Other than that, I watched practice in the morning and qualifying in the afternoon, and walked around a lot looking for good places to watch the race from. This is where Indy fares poorly in comparison with Laguna Seca. Indy has nicer facilities. The vendors are in actual buildings, not just tents. Most areas have actual bathrooms, with toilets and sinks so you can wash your hands. Paths are paved and laid out well. Laguna Seca, OTOH, is all tents and portajohns and dusty hills to climb. But there, you can find spots to sit where you can see about 2/3 of the track, which gives you a real ability to follow the whole race well. At Indy, there no place where you can see more than 1/4 of the track, so you spend a lot of time watching the Jumbotron. Since the purpose of going is to watch the race rather than go to the bathroom, I’ll take a good view and primitive facilities over a nice place where I can’t really see what’s happening all that well.

Nonetheless, qualifying was very exciting, as the riders leapfrogged each other, and at the end Spies on pole and Hayden on the front row. That was very cool and exciting to watch.
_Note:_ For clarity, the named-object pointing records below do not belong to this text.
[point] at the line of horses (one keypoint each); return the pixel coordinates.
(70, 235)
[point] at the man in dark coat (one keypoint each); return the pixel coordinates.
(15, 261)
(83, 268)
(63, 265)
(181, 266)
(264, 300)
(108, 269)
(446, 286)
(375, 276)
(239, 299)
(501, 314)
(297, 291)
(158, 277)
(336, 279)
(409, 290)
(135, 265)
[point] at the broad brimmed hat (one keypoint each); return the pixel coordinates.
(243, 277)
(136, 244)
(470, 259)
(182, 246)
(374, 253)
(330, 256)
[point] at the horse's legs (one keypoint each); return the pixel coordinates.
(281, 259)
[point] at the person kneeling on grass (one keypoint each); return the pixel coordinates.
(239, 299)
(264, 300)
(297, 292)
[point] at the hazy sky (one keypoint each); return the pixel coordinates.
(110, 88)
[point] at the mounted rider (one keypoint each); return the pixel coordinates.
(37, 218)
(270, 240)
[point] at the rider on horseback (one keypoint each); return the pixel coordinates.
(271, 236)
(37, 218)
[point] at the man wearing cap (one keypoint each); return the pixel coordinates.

Saturday evening went to the Indianapolis Fairgrounds to watch the Grand National on the mile dirt track. $24 to get in; not too bad. Flat track racing is a whole different game, but is pretty fun also. I went with a friend who knows the sport, and he got us into the infield where we parked right inside Turn 1 and had a good view of the proceedings. There are two Ducatis running in the GN Twins top class right now, ridden by Joe Kopp and Larry Pegram. They didn’t win that night, but did make a good showing. Also, between races, Nicky Hayden got out on one and did a few pretty hot show laps (he was a successful dirt tack racer before he roadraced, and has talked about going back to it after he retires from roadracing).
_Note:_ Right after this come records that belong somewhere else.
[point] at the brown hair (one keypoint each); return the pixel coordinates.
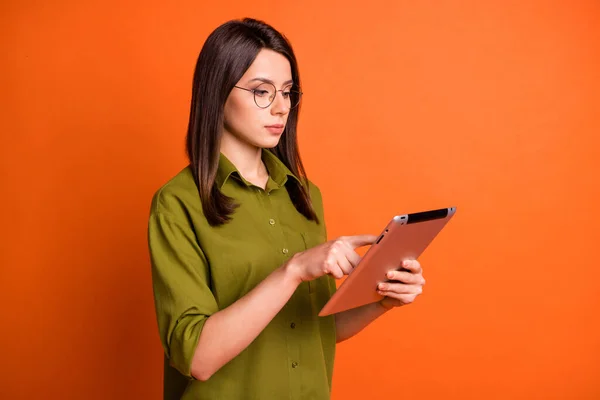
(226, 55)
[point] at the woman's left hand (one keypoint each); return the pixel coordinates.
(407, 286)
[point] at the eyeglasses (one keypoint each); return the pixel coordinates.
(265, 93)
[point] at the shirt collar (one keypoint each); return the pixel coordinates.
(278, 171)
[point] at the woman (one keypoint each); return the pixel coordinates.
(240, 261)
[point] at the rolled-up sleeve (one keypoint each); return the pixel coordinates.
(181, 284)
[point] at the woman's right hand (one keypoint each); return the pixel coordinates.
(335, 257)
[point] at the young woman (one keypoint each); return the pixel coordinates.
(240, 261)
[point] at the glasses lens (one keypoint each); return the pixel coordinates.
(264, 95)
(291, 96)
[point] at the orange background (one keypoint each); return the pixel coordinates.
(492, 106)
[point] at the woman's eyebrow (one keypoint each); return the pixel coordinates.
(269, 81)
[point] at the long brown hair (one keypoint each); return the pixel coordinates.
(226, 55)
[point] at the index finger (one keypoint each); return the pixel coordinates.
(412, 265)
(360, 240)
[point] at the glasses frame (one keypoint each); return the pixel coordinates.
(253, 91)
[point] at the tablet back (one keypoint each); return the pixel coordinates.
(404, 238)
We were parked behind a mesh fence, and there’s about 15 feet of grass between that and the inner guard rail of the dirt track. VIPs and such get to hang out in that space, and there were quite a few interesting folks watching the races right in front of us, including a bunch of the Rizla Suzuki MotoGP team, Vito Ippolito, (who is president of the FIM, who runs MotoGP), and a few ex-racers, such as Randy Mamola, Gary Nixon, and **** Doohan (!).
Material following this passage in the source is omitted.